Pour Beckers (2001), une formation qui vise une construction identitaire doit organiser trois types d’expérience humaine :
• des activités opératives (vivre) par lesquelles les étudiants interagissent directement avec un environnement professionnel (les terrains de stages en priorité ou des situations spécifiquement aménagées lors des exercices didactiques ou des laboratoires d’expériences didactiques).
• des activités de pensée ou de conceptualisation (réfléchir) par lesquelles les étudiants ont l’opportunité de transformer leurs représentations (identité pour soi);
• et des activités de communication (partager) par lesquelles les étudiants mobilisent des signes (actes, objets ou énoncés) en vue d’influencer autrui (identité pour autrui).

Favoriser l’émergence d’un enseignant professionnel
Le développement d’une identité professionnelle forte va de pair avec une professionnalisation accrue du métier d’enseignant. Pour J. Beckers (2001, p. 9), un enseignant professionnel se définit au départ des trois caractéristiques suivantes :
- il est compétent, c’est-à-dire qu’il peut faire face avec efficacité et autonomie à des situations non routinières et contextualisées ;
- il prend du recul par rapport à son fonctionnement et tente d’articuler savoirs d’action et savoirs théoriques, les deux s’éclairant réciproquement pour une meilleure compréhension de la complexité et une prise de décision davantage délibérée et autodéterminée ;
- il se sent individuellement et collégialement responsable de ses actes d’enseignement et des effets qu’ils produisent sur les élèves et la communauté éducative.

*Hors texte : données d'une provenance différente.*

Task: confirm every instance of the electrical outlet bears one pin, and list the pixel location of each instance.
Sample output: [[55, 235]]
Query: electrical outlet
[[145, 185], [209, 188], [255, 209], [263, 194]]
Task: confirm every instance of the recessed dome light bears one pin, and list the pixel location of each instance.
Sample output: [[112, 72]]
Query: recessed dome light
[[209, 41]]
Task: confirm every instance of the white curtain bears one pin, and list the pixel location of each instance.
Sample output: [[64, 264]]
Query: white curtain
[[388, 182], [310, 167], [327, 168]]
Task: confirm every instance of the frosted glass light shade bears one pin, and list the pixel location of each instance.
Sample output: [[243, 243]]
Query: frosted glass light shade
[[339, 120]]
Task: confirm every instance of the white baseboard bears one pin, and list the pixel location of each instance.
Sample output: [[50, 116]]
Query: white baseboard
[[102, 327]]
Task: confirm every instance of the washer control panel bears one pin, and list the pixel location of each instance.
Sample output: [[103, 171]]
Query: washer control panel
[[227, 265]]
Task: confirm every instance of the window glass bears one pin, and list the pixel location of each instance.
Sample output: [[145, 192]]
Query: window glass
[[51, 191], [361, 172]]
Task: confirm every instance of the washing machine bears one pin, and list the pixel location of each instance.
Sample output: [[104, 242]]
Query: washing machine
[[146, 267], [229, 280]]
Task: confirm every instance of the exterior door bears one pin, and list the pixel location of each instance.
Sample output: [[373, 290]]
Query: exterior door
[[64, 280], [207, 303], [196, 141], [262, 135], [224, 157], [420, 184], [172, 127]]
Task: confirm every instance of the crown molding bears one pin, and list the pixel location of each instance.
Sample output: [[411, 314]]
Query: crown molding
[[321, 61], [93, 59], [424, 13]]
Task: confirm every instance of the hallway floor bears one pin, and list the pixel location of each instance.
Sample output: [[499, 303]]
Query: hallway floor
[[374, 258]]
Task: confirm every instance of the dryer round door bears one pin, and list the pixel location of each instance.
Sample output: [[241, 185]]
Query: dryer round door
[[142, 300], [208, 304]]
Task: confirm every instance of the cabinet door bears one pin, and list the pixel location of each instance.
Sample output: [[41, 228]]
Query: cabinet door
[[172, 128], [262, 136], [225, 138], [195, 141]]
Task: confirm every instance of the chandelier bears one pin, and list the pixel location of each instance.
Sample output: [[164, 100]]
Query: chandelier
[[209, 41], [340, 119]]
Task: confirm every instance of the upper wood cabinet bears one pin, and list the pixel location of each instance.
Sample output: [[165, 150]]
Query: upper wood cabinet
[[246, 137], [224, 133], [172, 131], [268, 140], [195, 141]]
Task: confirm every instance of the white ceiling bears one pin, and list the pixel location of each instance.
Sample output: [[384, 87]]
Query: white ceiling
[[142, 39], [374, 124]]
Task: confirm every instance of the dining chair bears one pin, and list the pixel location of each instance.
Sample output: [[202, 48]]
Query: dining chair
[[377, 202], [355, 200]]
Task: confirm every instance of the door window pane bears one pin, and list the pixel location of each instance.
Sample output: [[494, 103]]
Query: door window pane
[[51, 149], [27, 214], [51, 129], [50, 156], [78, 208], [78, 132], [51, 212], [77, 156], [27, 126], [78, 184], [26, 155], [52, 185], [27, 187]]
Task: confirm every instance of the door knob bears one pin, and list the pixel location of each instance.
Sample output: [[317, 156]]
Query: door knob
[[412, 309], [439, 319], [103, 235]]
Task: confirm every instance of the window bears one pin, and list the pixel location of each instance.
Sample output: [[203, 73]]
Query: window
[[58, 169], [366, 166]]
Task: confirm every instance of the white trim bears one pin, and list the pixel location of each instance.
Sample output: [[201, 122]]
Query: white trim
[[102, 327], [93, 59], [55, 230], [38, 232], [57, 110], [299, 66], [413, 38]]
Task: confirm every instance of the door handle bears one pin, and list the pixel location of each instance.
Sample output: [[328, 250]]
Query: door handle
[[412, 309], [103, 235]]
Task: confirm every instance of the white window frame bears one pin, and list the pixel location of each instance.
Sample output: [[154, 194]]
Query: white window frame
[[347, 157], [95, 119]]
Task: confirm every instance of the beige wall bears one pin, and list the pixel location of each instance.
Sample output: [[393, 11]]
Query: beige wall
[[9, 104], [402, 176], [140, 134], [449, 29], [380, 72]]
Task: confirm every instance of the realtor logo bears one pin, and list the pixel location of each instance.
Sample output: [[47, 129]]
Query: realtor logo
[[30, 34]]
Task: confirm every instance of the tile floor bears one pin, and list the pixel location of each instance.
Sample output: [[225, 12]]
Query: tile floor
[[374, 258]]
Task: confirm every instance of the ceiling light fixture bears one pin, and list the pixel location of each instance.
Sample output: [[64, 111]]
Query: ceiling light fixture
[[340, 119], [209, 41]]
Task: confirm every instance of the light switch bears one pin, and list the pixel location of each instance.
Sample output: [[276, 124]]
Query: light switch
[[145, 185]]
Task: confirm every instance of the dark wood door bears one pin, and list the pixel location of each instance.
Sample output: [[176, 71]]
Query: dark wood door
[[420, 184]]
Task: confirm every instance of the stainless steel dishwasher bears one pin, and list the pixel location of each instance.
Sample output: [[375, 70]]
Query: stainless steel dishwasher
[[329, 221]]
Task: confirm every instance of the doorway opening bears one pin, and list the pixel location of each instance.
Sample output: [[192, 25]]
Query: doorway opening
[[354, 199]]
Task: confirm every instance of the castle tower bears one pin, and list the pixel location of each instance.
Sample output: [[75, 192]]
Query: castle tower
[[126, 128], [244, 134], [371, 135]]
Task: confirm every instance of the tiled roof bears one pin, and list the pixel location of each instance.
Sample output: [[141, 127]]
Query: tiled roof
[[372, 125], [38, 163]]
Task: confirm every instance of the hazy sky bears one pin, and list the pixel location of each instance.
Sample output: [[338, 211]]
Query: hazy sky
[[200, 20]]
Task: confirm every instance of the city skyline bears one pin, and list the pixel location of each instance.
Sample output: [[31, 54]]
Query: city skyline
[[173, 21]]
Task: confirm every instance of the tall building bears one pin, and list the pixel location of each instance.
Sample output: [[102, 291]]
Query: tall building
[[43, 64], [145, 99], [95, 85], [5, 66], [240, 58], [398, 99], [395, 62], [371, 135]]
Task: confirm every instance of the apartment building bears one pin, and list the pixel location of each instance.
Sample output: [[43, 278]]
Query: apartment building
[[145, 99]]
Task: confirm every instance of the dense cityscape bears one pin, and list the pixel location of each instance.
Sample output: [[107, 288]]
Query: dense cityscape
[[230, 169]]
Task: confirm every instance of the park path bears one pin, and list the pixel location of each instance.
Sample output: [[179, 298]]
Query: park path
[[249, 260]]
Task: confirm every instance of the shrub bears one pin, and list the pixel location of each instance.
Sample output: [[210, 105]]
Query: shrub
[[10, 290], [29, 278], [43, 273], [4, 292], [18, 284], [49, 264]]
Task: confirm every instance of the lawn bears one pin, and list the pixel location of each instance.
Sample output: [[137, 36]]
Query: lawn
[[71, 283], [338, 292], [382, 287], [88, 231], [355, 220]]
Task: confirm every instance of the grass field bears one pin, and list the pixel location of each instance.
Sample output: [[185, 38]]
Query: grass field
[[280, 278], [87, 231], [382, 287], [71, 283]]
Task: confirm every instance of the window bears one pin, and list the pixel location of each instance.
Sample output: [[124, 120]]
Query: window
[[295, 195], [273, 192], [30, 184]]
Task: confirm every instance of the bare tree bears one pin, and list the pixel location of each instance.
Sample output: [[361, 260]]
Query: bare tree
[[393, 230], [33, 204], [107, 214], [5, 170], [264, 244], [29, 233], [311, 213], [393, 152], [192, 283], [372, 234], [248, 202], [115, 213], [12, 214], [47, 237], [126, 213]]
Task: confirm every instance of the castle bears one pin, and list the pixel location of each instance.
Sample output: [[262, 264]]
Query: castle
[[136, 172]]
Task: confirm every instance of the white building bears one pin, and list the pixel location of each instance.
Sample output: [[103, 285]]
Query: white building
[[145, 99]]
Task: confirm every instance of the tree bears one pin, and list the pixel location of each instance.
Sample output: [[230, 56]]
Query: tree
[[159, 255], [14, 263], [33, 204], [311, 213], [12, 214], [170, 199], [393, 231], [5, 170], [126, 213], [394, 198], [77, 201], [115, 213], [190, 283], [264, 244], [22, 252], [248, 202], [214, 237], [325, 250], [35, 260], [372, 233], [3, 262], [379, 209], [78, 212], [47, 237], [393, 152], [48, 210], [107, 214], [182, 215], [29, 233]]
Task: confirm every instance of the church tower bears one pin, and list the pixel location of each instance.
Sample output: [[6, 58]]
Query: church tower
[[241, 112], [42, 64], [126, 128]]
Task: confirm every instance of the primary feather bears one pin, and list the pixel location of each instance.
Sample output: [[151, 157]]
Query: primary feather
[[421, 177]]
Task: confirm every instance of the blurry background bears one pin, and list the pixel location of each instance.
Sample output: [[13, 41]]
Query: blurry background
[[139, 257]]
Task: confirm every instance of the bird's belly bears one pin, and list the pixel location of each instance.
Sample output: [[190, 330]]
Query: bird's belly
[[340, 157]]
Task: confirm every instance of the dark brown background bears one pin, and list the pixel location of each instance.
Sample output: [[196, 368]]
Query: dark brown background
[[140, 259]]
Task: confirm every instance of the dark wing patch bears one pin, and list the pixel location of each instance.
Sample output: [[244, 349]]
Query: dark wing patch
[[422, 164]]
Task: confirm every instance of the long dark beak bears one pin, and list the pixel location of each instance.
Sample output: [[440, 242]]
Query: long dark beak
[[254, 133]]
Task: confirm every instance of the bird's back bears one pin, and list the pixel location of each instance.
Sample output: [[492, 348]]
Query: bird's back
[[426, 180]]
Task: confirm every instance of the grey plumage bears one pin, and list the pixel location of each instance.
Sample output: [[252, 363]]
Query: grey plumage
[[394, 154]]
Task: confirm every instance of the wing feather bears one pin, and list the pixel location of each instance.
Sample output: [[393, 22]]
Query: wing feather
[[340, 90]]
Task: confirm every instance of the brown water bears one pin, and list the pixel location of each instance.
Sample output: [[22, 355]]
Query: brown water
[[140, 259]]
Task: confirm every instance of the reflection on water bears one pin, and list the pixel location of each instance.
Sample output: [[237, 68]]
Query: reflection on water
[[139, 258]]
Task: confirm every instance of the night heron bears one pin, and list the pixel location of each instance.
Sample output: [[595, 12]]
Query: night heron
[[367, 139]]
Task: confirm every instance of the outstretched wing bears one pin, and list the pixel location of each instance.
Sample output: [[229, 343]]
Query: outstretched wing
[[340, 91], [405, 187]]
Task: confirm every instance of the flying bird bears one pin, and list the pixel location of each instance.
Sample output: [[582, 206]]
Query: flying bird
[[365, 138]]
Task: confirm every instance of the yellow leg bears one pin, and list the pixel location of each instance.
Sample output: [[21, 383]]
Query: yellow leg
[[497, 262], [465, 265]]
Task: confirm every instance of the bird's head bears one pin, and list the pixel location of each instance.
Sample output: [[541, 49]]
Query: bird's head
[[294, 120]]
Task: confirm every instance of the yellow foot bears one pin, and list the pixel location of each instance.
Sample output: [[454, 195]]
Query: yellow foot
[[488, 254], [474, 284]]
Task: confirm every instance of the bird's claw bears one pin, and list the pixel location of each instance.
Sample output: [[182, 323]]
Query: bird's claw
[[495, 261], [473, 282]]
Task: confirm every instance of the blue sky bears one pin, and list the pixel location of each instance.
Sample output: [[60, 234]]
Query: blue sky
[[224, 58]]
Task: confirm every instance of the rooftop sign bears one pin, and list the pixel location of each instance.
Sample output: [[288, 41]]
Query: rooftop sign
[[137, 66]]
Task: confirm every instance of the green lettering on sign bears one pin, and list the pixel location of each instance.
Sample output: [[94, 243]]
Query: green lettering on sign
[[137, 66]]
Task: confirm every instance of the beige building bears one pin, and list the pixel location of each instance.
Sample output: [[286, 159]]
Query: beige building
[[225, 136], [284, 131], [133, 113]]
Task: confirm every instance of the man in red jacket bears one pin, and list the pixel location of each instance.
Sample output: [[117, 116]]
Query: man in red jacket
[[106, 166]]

Parler d’enseignant professionnel, c’est donc reconnaître aux enseignants (comme on le fait par exemple pour les médecins), une expertise et des compétences spécifiques, une autonomie professionnelle et une responsabilité individuelle et collective. Pour Beckers (2001), cette exigence de professionnalité nécessite d’inscrire la formation des enseignants dans un paradigme de formation réflexif.

L’intégration de différentes modalités de formation
Pour atteindre ces objectifs, le cours de didactique générale mis en place au Val d’Aoste, pendant l’année scolaire 2000/2001, articule diverses modalités de formation :

- un cours théorique (responsable : Jacqueline Beckers) ;
- un laboratoire d’expériences didactiques (responsable : Pierre Stegen) ;
- des stages d’observation et de responsabilité (responsable : Carmen Jacquemet).
A titre d’information, les tableaux ci-dessus précisent le schéma organisationnel de la première semaine de cours (préparatoire à la mise en place de l’activité) et les différents objectifs poursuivis par chacune des activités. Ils sont extraits du cahier des charges pédagogiques remis aux étudiants lors du premier cours. Avant d’entamer cette première semaine de cours, les étudiants ont déjà eu l’occasion d’effectuer des observations auprès de leurs maîtres de stage.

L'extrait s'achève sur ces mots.